TRACEv1 code can be found and freely obtained at https://doi.org/10.5281/zenodo.15692788 (BRCScienceProducts, 2025).

6 Conclusions

We present a new method called TRACEv1 for rapidly estimating the time-varying C_anth distribution throughout the open ocean, including detailed error estimates. TRACEv1 is available as a function in the MATLAB programming language. We further provide a data product with C_anth distributions for a range of years (TRACEv1_GGC_anth; Carter, 2025) on the GLODAPv2 gridded product grid used by Lauvset et al. (2016). We use this data product to examine how the C_anth distribution varies with depth and time, and we show that the ocean can be expected to continue to increase its C_anth inventory through 2500 for all SSPs. We find that SSP3-7.0 results in the largest projected 2500 ocean C_anth inventory of 2984(±448) PgC, and this represents a ∼15-fold increase over the 2020 C_anth inventory.

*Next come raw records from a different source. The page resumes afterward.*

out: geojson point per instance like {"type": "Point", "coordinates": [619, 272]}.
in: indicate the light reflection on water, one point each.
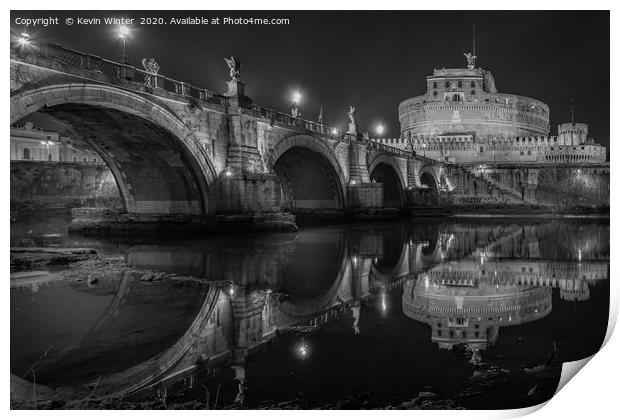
{"type": "Point", "coordinates": [380, 310]}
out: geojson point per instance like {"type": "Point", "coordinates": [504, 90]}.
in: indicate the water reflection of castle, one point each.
{"type": "Point", "coordinates": [465, 281]}
{"type": "Point", "coordinates": [466, 302]}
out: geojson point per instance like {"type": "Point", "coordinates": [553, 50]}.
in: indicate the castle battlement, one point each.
{"type": "Point", "coordinates": [570, 146]}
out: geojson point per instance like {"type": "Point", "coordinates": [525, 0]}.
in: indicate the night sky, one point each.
{"type": "Point", "coordinates": [373, 59]}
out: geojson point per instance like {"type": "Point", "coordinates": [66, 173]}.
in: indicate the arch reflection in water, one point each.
{"type": "Point", "coordinates": [300, 291]}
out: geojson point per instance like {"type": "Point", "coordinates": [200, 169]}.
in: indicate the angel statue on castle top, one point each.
{"type": "Point", "coordinates": [471, 60]}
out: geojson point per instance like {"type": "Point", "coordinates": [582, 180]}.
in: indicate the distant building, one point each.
{"type": "Point", "coordinates": [33, 144]}
{"type": "Point", "coordinates": [462, 118]}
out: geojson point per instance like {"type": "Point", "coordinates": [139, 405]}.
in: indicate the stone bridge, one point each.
{"type": "Point", "coordinates": [175, 149]}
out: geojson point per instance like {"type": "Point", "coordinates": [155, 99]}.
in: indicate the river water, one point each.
{"type": "Point", "coordinates": [478, 312]}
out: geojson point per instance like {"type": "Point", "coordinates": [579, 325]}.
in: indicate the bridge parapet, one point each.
{"type": "Point", "coordinates": [58, 58]}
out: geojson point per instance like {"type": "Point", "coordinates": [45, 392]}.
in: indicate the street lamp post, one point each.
{"type": "Point", "coordinates": [48, 144]}
{"type": "Point", "coordinates": [379, 130]}
{"type": "Point", "coordinates": [123, 33]}
{"type": "Point", "coordinates": [296, 99]}
{"type": "Point", "coordinates": [24, 39]}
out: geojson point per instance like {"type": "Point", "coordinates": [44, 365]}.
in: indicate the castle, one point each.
{"type": "Point", "coordinates": [462, 118]}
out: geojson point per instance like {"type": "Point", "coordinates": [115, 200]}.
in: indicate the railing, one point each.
{"type": "Point", "coordinates": [276, 116]}
{"type": "Point", "coordinates": [390, 149]}
{"type": "Point", "coordinates": [117, 71]}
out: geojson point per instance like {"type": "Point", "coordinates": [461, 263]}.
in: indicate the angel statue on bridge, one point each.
{"type": "Point", "coordinates": [471, 60]}
{"type": "Point", "coordinates": [351, 115]}
{"type": "Point", "coordinates": [150, 65]}
{"type": "Point", "coordinates": [235, 68]}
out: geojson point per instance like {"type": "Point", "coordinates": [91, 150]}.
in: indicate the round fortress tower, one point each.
{"type": "Point", "coordinates": [572, 134]}
{"type": "Point", "coordinates": [466, 101]}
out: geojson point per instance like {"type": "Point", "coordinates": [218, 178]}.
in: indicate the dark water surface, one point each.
{"type": "Point", "coordinates": [364, 315]}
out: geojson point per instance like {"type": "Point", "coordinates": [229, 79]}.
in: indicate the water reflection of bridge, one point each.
{"type": "Point", "coordinates": [466, 282]}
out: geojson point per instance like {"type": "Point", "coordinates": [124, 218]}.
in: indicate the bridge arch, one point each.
{"type": "Point", "coordinates": [157, 161]}
{"type": "Point", "coordinates": [430, 179]}
{"type": "Point", "coordinates": [310, 173]}
{"type": "Point", "coordinates": [385, 169]}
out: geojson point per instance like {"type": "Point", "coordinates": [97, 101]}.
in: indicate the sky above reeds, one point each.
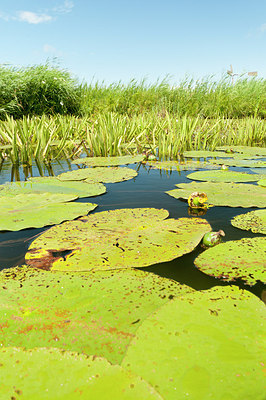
{"type": "Point", "coordinates": [119, 40]}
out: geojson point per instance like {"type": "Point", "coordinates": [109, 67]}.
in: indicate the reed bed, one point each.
{"type": "Point", "coordinates": [46, 138]}
{"type": "Point", "coordinates": [46, 89]}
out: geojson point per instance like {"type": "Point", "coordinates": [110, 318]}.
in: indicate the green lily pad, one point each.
{"type": "Point", "coordinates": [92, 313]}
{"type": "Point", "coordinates": [99, 174]}
{"type": "Point", "coordinates": [54, 185]}
{"type": "Point", "coordinates": [181, 166]}
{"type": "Point", "coordinates": [237, 259]}
{"type": "Point", "coordinates": [262, 182]}
{"type": "Point", "coordinates": [259, 171]}
{"type": "Point", "coordinates": [207, 345]}
{"type": "Point", "coordinates": [247, 150]}
{"type": "Point", "coordinates": [122, 238]}
{"type": "Point", "coordinates": [239, 162]}
{"type": "Point", "coordinates": [224, 194]}
{"type": "Point", "coordinates": [55, 374]}
{"type": "Point", "coordinates": [108, 161]}
{"type": "Point", "coordinates": [253, 220]}
{"type": "Point", "coordinates": [223, 176]}
{"type": "Point", "coordinates": [36, 210]}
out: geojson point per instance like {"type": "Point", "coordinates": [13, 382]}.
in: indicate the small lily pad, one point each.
{"type": "Point", "coordinates": [239, 162]}
{"type": "Point", "coordinates": [262, 182]}
{"type": "Point", "coordinates": [108, 161]}
{"type": "Point", "coordinates": [237, 259]}
{"type": "Point", "coordinates": [181, 166]}
{"type": "Point", "coordinates": [224, 194]}
{"type": "Point", "coordinates": [99, 174]}
{"type": "Point", "coordinates": [55, 374]}
{"type": "Point", "coordinates": [36, 210]}
{"type": "Point", "coordinates": [207, 345]}
{"type": "Point", "coordinates": [54, 185]}
{"type": "Point", "coordinates": [223, 176]}
{"type": "Point", "coordinates": [253, 220]}
{"type": "Point", "coordinates": [113, 239]}
{"type": "Point", "coordinates": [248, 150]}
{"type": "Point", "coordinates": [92, 313]}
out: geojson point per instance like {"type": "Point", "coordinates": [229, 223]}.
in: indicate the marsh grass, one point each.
{"type": "Point", "coordinates": [110, 134]}
{"type": "Point", "coordinates": [37, 90]}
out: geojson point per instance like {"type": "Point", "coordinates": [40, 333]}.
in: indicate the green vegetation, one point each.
{"type": "Point", "coordinates": [46, 114]}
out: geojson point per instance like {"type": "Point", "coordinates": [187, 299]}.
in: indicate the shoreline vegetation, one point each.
{"type": "Point", "coordinates": [46, 114]}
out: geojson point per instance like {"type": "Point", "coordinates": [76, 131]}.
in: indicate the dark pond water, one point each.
{"type": "Point", "coordinates": [146, 190]}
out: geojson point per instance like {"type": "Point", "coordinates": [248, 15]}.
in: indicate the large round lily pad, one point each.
{"type": "Point", "coordinates": [120, 238]}
{"type": "Point", "coordinates": [223, 176]}
{"type": "Point", "coordinates": [237, 259]}
{"type": "Point", "coordinates": [181, 166]}
{"type": "Point", "coordinates": [99, 174]}
{"type": "Point", "coordinates": [207, 345]}
{"type": "Point", "coordinates": [108, 161]}
{"type": "Point", "coordinates": [248, 150]}
{"type": "Point", "coordinates": [36, 210]}
{"type": "Point", "coordinates": [224, 194]}
{"type": "Point", "coordinates": [239, 162]}
{"type": "Point", "coordinates": [54, 185]}
{"type": "Point", "coordinates": [93, 313]}
{"type": "Point", "coordinates": [55, 374]}
{"type": "Point", "coordinates": [253, 220]}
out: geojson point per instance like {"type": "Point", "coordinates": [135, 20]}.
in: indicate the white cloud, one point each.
{"type": "Point", "coordinates": [263, 28]}
{"type": "Point", "coordinates": [47, 48]}
{"type": "Point", "coordinates": [39, 17]}
{"type": "Point", "coordinates": [33, 18]}
{"type": "Point", "coordinates": [64, 8]}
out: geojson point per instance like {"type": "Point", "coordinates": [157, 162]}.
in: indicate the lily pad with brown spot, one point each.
{"type": "Point", "coordinates": [223, 176]}
{"type": "Point", "coordinates": [237, 259]}
{"type": "Point", "coordinates": [208, 345]}
{"type": "Point", "coordinates": [93, 313]}
{"type": "Point", "coordinates": [224, 194]}
{"type": "Point", "coordinates": [49, 373]}
{"type": "Point", "coordinates": [253, 220]}
{"type": "Point", "coordinates": [181, 166]}
{"type": "Point", "coordinates": [99, 174]}
{"type": "Point", "coordinates": [53, 185]}
{"type": "Point", "coordinates": [122, 238]}
{"type": "Point", "coordinates": [108, 161]}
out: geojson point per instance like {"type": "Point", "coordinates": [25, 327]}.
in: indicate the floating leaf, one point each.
{"type": "Point", "coordinates": [237, 259]}
{"type": "Point", "coordinates": [54, 185]}
{"type": "Point", "coordinates": [181, 166]}
{"type": "Point", "coordinates": [117, 239]}
{"type": "Point", "coordinates": [99, 174]}
{"type": "Point", "coordinates": [207, 345]}
{"type": "Point", "coordinates": [36, 210]}
{"type": "Point", "coordinates": [223, 176]}
{"type": "Point", "coordinates": [55, 374]}
{"type": "Point", "coordinates": [239, 162]}
{"type": "Point", "coordinates": [247, 150]}
{"type": "Point", "coordinates": [108, 161]}
{"type": "Point", "coordinates": [254, 221]}
{"type": "Point", "coordinates": [92, 313]}
{"type": "Point", "coordinates": [224, 194]}
{"type": "Point", "coordinates": [262, 182]}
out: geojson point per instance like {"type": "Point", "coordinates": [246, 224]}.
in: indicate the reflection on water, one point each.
{"type": "Point", "coordinates": [145, 190]}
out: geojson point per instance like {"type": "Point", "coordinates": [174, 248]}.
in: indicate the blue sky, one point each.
{"type": "Point", "coordinates": [119, 40]}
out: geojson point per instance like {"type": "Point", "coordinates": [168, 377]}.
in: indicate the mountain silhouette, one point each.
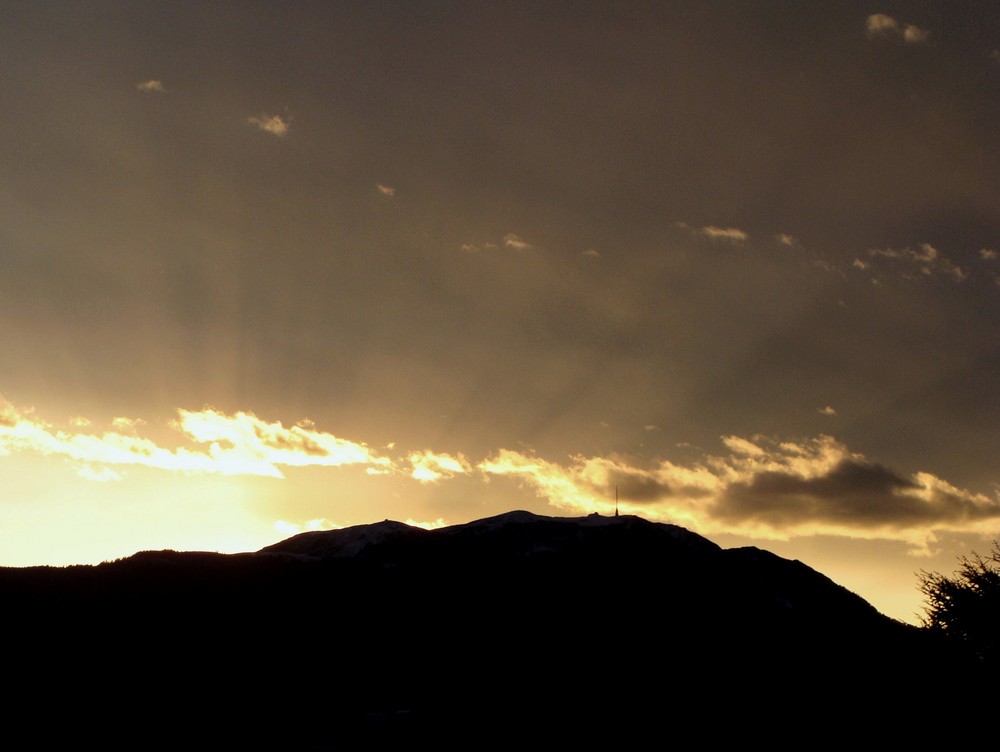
{"type": "Point", "coordinates": [516, 629]}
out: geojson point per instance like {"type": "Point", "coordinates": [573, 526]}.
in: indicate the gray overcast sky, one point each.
{"type": "Point", "coordinates": [739, 259]}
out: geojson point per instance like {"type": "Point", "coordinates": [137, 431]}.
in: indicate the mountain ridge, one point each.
{"type": "Point", "coordinates": [512, 623]}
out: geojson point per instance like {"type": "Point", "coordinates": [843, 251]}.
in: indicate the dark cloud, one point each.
{"type": "Point", "coordinates": [854, 494]}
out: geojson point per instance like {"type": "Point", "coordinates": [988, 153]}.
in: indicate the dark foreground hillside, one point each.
{"type": "Point", "coordinates": [514, 630]}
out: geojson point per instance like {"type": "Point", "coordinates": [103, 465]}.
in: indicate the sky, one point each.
{"type": "Point", "coordinates": [268, 267]}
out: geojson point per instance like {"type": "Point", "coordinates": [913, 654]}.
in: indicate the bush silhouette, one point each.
{"type": "Point", "coordinates": [965, 607]}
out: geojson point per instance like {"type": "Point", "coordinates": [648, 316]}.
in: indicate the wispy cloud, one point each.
{"type": "Point", "coordinates": [274, 124]}
{"type": "Point", "coordinates": [238, 444]}
{"type": "Point", "coordinates": [510, 240]}
{"type": "Point", "coordinates": [757, 487]}
{"type": "Point", "coordinates": [150, 86]}
{"type": "Point", "coordinates": [882, 25]}
{"type": "Point", "coordinates": [729, 234]}
{"type": "Point", "coordinates": [429, 466]}
{"type": "Point", "coordinates": [763, 489]}
{"type": "Point", "coordinates": [513, 241]}
{"type": "Point", "coordinates": [927, 259]}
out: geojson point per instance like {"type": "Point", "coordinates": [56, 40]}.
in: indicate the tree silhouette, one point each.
{"type": "Point", "coordinates": [966, 606]}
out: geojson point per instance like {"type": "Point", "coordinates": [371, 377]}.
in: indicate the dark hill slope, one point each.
{"type": "Point", "coordinates": [581, 629]}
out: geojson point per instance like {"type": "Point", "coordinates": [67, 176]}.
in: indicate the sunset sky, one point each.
{"type": "Point", "coordinates": [268, 267]}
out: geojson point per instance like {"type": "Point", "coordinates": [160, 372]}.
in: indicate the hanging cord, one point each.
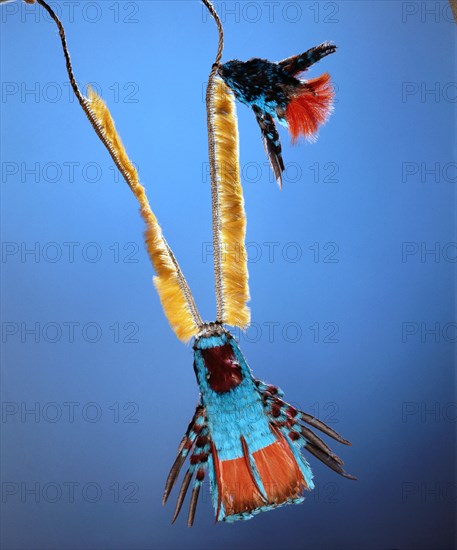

There are several strengths of the TRACEv1 method, which relies on TTDs to estimate C_anth distributions from a time-evolving atmospheric CO₂ trajectory. The method is easy and quick to implement, shows fidelity to model reconstructions and agreement with recently published data-based estimates, and only requires S and T measurements and spatiotemporal coordinate information to produce an estimate. It also provides means to plausibly adjust collections of DIC measurements collected over time to a common time by removing the influences of C_anth changes. While the reconstruction fidelity of TRACEv1 estimates were quite high in a test using model output with exactly known C_anth distributions, we nevertheless believe the primary advantage of TRACEv1 and the new data product is their accessibility.